Ukha (Russian Pike Broth)
Ukha is a Russian fish soup that is made by simmering whatever is left over of the fish after filleting, minus the gills and guts. Sometimes it is served as a meal with fish, potatoes, and vegetables in it, and sometimes it is left as a simpler broth and served with rasstegai fish pies. This is a great way to use the whole fish, saving the fillets for the pies and everything else for the broth. I like to use northern pike, a fish species we share with northern Russia, for this dish but you could use salmon or any muscular white fish.
- Prep Time10 min
- Cook Time50 min
- Total Time1 hr
- Yield4 servings
- Pike carcass (head, tail, skeleton, etc.) with fillets removed and guts/gills discarded
- 1 onion, unpeeled and quartered
- 1 carrot, unpeeled and quartered
- 2 bay leaves
- 1 small pinch of saffron (optional – helps turn the soup golden)

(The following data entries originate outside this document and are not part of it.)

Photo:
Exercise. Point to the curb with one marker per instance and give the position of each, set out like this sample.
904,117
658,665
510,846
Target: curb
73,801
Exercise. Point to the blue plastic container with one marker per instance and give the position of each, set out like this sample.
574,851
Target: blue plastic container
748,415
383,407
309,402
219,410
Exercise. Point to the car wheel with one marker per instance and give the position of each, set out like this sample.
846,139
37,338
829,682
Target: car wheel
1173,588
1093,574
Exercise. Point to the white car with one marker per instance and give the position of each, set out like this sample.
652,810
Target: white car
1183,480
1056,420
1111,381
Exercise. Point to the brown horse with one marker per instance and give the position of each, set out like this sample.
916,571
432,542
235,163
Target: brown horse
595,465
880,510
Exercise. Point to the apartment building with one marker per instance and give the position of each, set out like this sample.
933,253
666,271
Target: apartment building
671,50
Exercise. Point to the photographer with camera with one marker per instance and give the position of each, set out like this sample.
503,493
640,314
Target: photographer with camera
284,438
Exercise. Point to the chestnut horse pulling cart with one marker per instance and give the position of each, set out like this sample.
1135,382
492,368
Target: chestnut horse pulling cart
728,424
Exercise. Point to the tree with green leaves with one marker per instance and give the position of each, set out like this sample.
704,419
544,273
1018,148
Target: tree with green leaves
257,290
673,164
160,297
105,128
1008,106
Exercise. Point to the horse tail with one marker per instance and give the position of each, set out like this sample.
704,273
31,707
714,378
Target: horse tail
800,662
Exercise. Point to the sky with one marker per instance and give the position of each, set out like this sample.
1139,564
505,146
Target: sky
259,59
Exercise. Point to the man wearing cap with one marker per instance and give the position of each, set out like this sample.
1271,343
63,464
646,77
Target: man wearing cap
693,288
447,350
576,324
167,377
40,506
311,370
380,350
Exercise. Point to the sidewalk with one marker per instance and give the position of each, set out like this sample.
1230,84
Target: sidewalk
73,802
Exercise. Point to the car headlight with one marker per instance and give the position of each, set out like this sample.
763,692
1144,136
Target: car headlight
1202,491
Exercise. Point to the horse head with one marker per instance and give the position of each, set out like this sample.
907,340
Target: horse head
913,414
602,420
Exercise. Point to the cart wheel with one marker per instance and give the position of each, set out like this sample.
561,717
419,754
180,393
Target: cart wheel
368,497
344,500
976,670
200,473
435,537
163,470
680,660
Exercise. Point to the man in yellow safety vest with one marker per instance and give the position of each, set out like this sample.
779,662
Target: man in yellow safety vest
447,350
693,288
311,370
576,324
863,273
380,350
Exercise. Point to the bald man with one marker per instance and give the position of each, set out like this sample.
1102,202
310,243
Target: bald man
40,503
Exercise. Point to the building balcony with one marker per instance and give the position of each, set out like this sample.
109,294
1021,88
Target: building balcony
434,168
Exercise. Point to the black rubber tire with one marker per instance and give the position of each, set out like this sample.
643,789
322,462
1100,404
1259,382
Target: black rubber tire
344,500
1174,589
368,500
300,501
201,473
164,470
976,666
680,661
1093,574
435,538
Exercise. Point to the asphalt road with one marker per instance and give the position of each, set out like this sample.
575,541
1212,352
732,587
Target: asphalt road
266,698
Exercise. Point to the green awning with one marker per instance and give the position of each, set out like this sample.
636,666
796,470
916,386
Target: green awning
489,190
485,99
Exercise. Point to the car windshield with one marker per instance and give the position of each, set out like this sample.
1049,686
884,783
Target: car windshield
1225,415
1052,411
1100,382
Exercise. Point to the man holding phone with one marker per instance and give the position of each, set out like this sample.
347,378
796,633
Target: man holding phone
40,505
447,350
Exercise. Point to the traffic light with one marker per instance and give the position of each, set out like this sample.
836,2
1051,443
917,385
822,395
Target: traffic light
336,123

- 1 large carrot, peeled and sliced into coins
- 1 teaspoon fish sauce (optional)
- 1 shot (1.5oz, 45ml) vodka (optional)
- Kosher salt to taste
- 2 tablespoons fresh dill, chopped
- 2 tablespoons fresh parsley, chopped
Rinse off pike carcass/pieces, then add to a medium pot. Throw in the onion, carrot, and bay leaves, then cover with cold water.
Bring to a low simmer, spooning off any scum that rises to the surface.
Simmer uncovered for 20-30 minutes. Don’t let the broth boil, you want a nice low simmer.
Pass the broth through a fine mesh strainer, or colander lined with cheesecloth, into a clean pot.
Add the sliced carrot, saffron and fish sauce (if using), and bring back to a simmer.
Cook for 15-20 minutes, or until the carrot is softened. Taste for salt, and add as much as you need for the soup to taste well balanced. If you used fish sauce, you won’t need as much salt.
Once the carrots are soft, add the vodka (if using) and take the pot off the heat.
Add 1/2 tablespoon each of dill and parsley to each bowl, then ladle over the soup.
Serve with rasstegai fish pies, spooning some of the broth into the hole of the pie before eating. Enjoy!